Didier Long – Non seulement la Corse survivra aux départs vers Israël mais beaucoup de juifs corses sur le continent font partie de la diaspora Corse. Il y a une soixantaine de familles de juifs de Corse en Israël. Il y a déjà 60 juifs arrivés à Ajaccio qui ont fui l’antisémitisme continental. En Corse on dit qu’un Corse ne quitte pas son île, il s’absente. Je n’ai pas de boule de cristal mais je pense que le judaïsme va renaître en Corse… L’Institute for sefardi and anousim studies du collège universitaire de Nétanya qui fait le lien entre le gouvernement espagnol et la Knesset pour authentifier les exilés d’Espagne m’a invité avant Pessah à donner une conférence sur les juifs de Corse. L’histoire du destin fraternel d’Israël et de la Corse ne fait que se continuer…

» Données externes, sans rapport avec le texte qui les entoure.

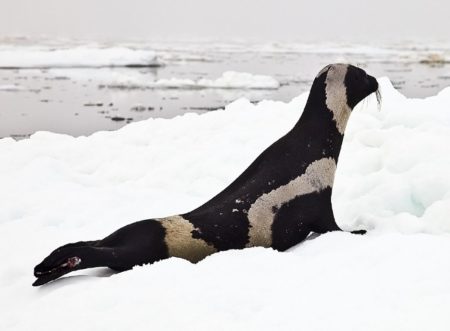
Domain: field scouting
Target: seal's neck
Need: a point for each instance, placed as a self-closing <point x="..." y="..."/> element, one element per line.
<point x="322" y="124"/>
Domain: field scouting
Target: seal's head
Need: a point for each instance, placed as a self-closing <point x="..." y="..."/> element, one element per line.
<point x="340" y="87"/>
<point x="356" y="83"/>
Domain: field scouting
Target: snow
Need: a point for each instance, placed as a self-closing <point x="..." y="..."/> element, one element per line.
<point x="392" y="179"/>
<point x="228" y="80"/>
<point x="11" y="88"/>
<point x="75" y="57"/>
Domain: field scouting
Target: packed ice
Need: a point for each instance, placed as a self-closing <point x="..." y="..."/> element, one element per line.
<point x="392" y="179"/>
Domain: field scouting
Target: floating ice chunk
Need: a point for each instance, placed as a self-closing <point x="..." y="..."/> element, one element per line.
<point x="77" y="57"/>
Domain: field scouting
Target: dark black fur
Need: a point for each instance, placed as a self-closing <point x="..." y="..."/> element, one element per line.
<point x="314" y="137"/>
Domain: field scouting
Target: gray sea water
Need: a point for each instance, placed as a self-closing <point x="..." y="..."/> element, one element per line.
<point x="76" y="100"/>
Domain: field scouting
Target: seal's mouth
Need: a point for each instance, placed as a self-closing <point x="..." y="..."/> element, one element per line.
<point x="47" y="275"/>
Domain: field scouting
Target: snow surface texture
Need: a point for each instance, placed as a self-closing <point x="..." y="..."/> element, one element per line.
<point x="78" y="57"/>
<point x="392" y="179"/>
<point x="130" y="80"/>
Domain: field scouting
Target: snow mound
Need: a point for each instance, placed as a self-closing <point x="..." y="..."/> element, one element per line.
<point x="392" y="179"/>
<point x="76" y="57"/>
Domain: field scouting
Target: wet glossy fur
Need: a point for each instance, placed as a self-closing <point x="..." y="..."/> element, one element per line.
<point x="276" y="202"/>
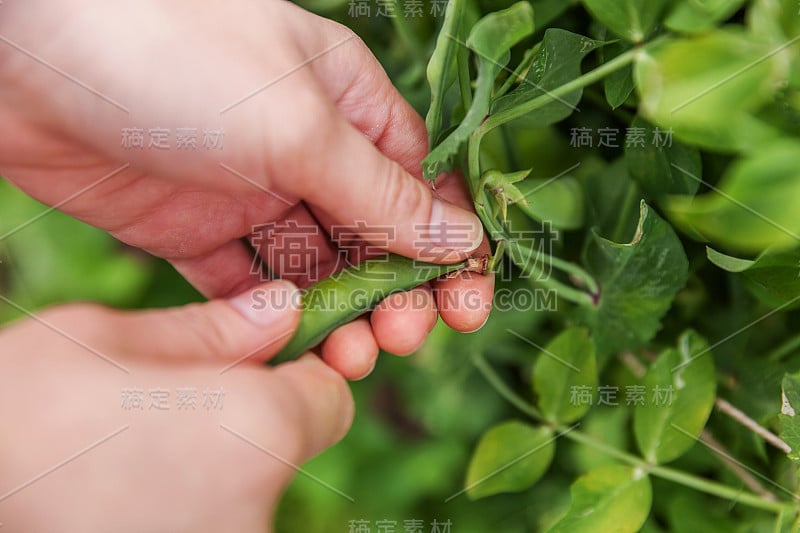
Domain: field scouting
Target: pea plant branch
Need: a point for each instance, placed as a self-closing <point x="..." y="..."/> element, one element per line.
<point x="765" y="502"/>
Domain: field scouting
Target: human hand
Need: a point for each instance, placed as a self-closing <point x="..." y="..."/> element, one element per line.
<point x="77" y="454"/>
<point x="314" y="135"/>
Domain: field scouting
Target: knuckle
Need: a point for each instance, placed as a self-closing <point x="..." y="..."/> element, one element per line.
<point x="209" y="337"/>
<point x="402" y="194"/>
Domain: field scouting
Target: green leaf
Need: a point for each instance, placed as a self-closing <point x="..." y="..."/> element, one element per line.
<point x="727" y="262"/>
<point x="638" y="282"/>
<point x="557" y="62"/>
<point x="564" y="365"/>
<point x="441" y="69"/>
<point x="661" y="167"/>
<point x="788" y="417"/>
<point x="632" y="20"/>
<point x="491" y="39"/>
<point x="691" y="16"/>
<point x="667" y="426"/>
<point x="610" y="498"/>
<point x="618" y="85"/>
<point x="755" y="207"/>
<point x="773" y="277"/>
<point x="559" y="202"/>
<point x="706" y="88"/>
<point x="549" y="10"/>
<point x="510" y="457"/>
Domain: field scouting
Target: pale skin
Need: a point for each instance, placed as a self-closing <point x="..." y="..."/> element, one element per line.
<point x="317" y="135"/>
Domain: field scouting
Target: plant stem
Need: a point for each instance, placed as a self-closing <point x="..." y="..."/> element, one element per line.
<point x="406" y="34"/>
<point x="677" y="476"/>
<point x="464" y="78"/>
<point x="784" y="349"/>
<point x="502" y="389"/>
<point x="752" y="425"/>
<point x="589" y="78"/>
<point x="515" y="252"/>
<point x="523" y="66"/>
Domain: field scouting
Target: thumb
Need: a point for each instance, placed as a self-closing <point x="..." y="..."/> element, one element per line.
<point x="317" y="404"/>
<point x="367" y="144"/>
<point x="250" y="327"/>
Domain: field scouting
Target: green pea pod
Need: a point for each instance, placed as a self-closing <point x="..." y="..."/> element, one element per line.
<point x="353" y="291"/>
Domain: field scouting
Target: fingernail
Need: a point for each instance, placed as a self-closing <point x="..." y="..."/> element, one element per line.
<point x="267" y="304"/>
<point x="454" y="228"/>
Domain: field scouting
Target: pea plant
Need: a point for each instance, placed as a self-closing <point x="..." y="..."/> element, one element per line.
<point x="652" y="147"/>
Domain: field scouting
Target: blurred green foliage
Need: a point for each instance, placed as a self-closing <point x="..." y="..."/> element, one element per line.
<point x="419" y="419"/>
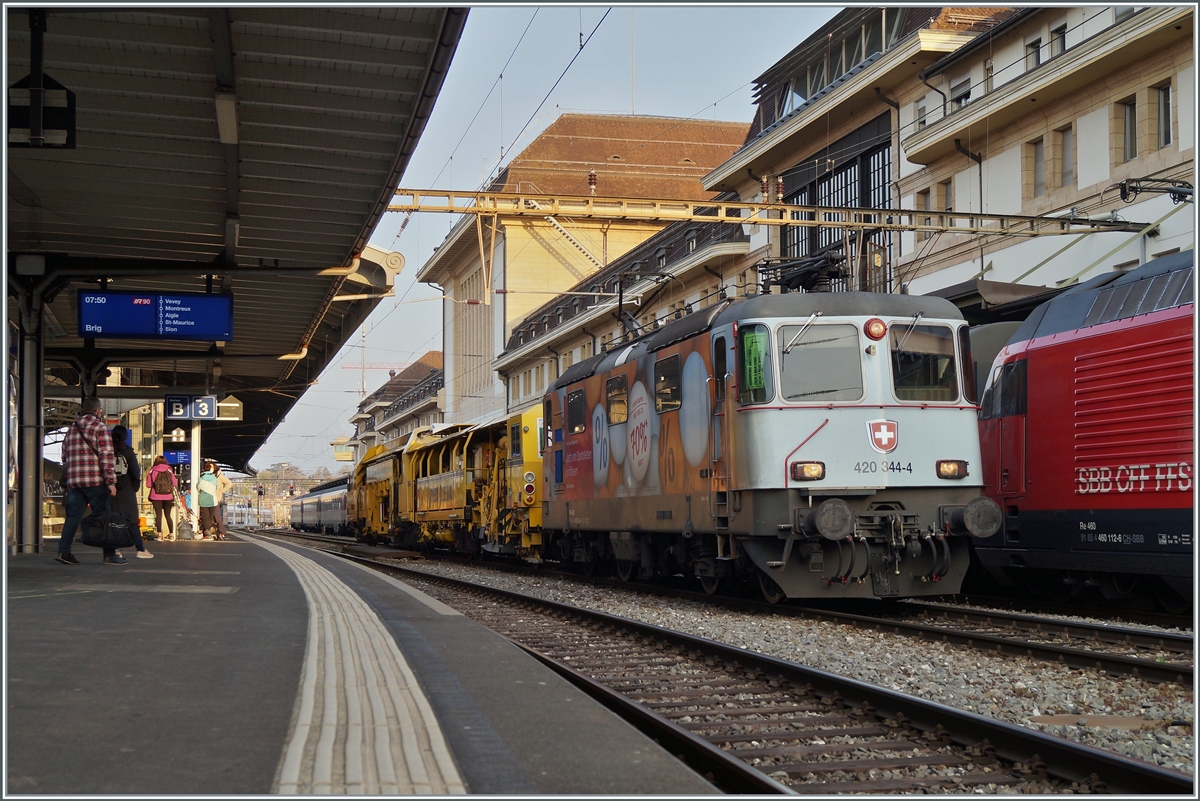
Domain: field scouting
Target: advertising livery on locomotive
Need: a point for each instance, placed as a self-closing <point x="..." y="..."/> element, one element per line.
<point x="1087" y="437"/>
<point x="825" y="444"/>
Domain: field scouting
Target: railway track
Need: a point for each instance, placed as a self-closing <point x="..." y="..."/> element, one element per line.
<point x="761" y="724"/>
<point x="1116" y="650"/>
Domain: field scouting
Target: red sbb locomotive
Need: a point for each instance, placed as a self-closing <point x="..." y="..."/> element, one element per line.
<point x="1086" y="428"/>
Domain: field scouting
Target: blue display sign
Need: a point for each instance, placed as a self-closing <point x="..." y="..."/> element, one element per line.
<point x="190" y="407"/>
<point x="156" y="315"/>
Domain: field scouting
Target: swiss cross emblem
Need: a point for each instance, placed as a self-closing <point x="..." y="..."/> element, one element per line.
<point x="885" y="434"/>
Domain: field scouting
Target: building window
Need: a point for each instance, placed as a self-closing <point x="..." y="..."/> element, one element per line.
<point x="1067" y="143"/>
<point x="1164" y="116"/>
<point x="960" y="94"/>
<point x="1039" y="168"/>
<point x="923" y="205"/>
<point x="1059" y="41"/>
<point x="1129" y="130"/>
<point x="1032" y="55"/>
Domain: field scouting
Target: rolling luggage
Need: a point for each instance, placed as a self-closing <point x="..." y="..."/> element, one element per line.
<point x="107" y="530"/>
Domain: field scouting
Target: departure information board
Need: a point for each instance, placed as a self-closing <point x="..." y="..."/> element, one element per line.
<point x="156" y="315"/>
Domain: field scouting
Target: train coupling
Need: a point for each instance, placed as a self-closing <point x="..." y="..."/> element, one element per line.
<point x="981" y="517"/>
<point x="832" y="518"/>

L’Arche magazine – Vous qui avez une formation de théologien, considérez-vous que notre époque assiste à un phénomène de « retour du religieux » ?

Didier Long – On croyait il y a 20 ans que le monde allait se séculariser, que le religieux faisait partie des vieilles idées qui allaient s’effacer avec la société de consommation. Hors c’est exactement l’inverse qui s’est passé. Le monde est devenu furieusement religieux. Les seuls évangéliques qui représentaient quelques dizaines de millions de personnes en 1960 aux US. Ce qui marche ? des doctrines simples voire simplistes, le rigorisme, l’absence de tradition profonde et de transmission multimillénaire pour absolutiser une identité supposée évidente et un passé récent… Heureusement pour le judaïsme… il n’est pas une religion mais une tradition. « Moïse reçut la Torah au Sinaï et la transmit à Josué ; Josué la transmit aux Anciens, les Anciens aux Prophètes, etc… » (Pirké Avot 1,1)… La Corse connait ce phénomène de tradition orale familiale, c’est lui qui a maintenu l’âme juive vivante en elle. On ne peut vérifier cette tradition « juive » qu’avec des rabbins comme je l’ai fait avec Haïm Harboun, docteur en histoire et en psychologie clinique par un travail besogneux de l’histoire.

Mémoires juives de Corse, Didier Long, Lemieux Editeur, 2016.